The story of my Kentucky Derby glass collection isn’t about the great lengths I’ve gone to find each year from 1961 to 2013. It’s about my friends, family, and even old boyfriends who have given me a mint julep cup here and there.
My old college roommate keeps a running list in her iPhone of the glasses I have in case she stumbles across one in her daily life, while my mom calls me at every auction or yard sale to double check.
Each year, more than 120,000 mint juleps are served over the two-day period of the Kentucky Oaks and Kentucky Derby, each in a specially made collectible glass. If you’ve ever been to a race at Churchill Downs on the first Saturday in May, you know that your two must-have accessories are a hat and a mint julep in hand.
I started collecting Derby glasses in 2000 when my dad stopped in to The Kentucky Derby Museum at Churchill Downs in Louisville, Ky., and bought my older sister and I each the 2000 glass. Living in coastal North Carolina at the time, you didn’t just stumble across Derby glasses like you do in the Tri-State. The gift became a prized possession — my encyclopedia reference — as I worked to memorize the list of winners that are printed on each glass since Aristides first won the race in 1875.
Growing up, my family always owned horses, which I envisioned as a Secretariat or Man O’ War (and I rode them like a Ron Turcotte or Johnny Loftus). It fostered my passion for horse racing, my love for the Triple Crown, and my thirst to complete a full set of glasses.
The first glass produced by Churchill Downs was in 1938, but it was used only in limited numbers and was a water glass, instead of a true mint julep glass. Some collectors argue this glass doesn’t belong in the full set. I’ve seen this glass only once sitting in a window of a small shop in downtown Midway, Ky., and of course, it wasn’t for sale.
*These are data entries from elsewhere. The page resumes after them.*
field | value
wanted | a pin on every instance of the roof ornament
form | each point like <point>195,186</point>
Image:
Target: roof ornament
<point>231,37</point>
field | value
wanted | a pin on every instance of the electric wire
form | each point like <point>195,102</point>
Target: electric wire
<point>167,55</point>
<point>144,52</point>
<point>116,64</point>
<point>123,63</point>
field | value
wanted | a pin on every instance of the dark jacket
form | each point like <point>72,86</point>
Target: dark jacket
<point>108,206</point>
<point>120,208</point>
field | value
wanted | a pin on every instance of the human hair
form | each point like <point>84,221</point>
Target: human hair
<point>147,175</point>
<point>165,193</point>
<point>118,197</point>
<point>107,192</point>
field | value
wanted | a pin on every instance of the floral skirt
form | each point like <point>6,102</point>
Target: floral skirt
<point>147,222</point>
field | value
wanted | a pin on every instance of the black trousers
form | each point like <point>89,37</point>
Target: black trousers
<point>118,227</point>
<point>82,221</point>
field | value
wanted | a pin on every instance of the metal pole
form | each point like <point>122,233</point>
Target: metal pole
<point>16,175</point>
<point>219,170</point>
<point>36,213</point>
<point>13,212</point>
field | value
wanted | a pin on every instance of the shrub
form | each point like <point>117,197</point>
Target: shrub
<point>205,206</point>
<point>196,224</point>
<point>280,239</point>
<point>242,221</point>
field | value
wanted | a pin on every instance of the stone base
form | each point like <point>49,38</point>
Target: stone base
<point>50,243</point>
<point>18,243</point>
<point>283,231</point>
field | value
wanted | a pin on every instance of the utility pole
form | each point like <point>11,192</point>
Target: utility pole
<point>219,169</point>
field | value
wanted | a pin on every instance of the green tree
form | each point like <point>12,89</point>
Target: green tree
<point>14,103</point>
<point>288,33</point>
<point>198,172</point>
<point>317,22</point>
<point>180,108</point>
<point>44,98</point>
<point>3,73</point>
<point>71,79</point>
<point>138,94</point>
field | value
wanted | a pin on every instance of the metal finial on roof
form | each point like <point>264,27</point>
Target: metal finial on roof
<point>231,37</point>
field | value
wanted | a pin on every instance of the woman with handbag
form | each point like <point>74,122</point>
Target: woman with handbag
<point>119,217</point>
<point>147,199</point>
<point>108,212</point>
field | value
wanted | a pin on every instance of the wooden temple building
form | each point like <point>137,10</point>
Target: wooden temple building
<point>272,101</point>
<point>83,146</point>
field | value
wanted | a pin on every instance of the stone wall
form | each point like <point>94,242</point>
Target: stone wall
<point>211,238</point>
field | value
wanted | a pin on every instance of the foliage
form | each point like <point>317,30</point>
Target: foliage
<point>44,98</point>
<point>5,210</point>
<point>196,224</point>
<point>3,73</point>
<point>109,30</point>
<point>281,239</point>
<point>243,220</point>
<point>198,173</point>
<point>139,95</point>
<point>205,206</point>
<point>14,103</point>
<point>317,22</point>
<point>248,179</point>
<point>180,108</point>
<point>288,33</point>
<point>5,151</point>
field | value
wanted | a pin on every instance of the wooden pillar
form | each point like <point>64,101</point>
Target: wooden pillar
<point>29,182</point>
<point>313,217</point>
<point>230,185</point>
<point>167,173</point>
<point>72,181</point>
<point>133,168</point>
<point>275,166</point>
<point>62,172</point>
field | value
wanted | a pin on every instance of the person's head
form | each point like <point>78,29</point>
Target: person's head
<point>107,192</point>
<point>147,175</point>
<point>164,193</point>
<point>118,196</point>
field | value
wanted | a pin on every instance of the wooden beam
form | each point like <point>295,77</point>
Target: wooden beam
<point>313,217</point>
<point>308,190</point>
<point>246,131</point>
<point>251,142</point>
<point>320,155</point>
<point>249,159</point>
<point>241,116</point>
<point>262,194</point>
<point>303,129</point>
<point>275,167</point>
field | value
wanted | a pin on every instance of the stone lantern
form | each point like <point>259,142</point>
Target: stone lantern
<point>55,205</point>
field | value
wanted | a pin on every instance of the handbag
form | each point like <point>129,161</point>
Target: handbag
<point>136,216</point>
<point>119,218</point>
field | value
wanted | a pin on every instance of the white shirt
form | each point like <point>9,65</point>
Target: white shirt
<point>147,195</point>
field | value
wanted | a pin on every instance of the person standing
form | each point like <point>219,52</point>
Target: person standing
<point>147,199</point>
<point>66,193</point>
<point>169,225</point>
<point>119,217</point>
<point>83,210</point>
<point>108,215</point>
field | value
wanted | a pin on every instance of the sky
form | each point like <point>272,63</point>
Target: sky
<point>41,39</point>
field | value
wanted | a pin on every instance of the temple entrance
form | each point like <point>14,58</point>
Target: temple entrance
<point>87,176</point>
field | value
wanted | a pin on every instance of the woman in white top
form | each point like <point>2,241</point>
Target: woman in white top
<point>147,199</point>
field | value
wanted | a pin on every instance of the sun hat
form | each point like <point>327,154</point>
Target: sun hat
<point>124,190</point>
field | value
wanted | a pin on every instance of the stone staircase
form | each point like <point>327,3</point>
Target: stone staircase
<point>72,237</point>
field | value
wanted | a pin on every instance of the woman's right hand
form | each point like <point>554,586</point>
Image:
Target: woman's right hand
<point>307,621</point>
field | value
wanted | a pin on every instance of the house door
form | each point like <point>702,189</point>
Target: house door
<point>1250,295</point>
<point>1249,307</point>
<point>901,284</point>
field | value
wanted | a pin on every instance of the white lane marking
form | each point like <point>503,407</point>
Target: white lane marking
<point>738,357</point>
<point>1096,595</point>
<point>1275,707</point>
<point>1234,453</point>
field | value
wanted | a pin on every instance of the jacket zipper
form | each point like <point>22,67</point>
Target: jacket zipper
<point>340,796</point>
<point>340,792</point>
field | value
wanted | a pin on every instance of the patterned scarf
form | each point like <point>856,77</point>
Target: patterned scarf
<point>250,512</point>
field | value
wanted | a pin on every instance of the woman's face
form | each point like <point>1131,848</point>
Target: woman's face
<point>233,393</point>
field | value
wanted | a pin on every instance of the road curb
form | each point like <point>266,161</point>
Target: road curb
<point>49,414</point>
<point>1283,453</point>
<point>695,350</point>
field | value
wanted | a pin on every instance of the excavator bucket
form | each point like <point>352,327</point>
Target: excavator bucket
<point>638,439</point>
The longer you search for the earlier years, the harder they are to find — and the more expensive they are. World War II created a severe shortage of materials, including glass, which meant a smaller number of glasses were produced in the early 1940s. Another challenge in completing a set is in 1946 and 1947 only blank undecorated glasses were created making recognizing them especially difficult. But it doesn’t stop you from looking; going through every glass, memorizing the designs, and hoping the next antique store could have just the one.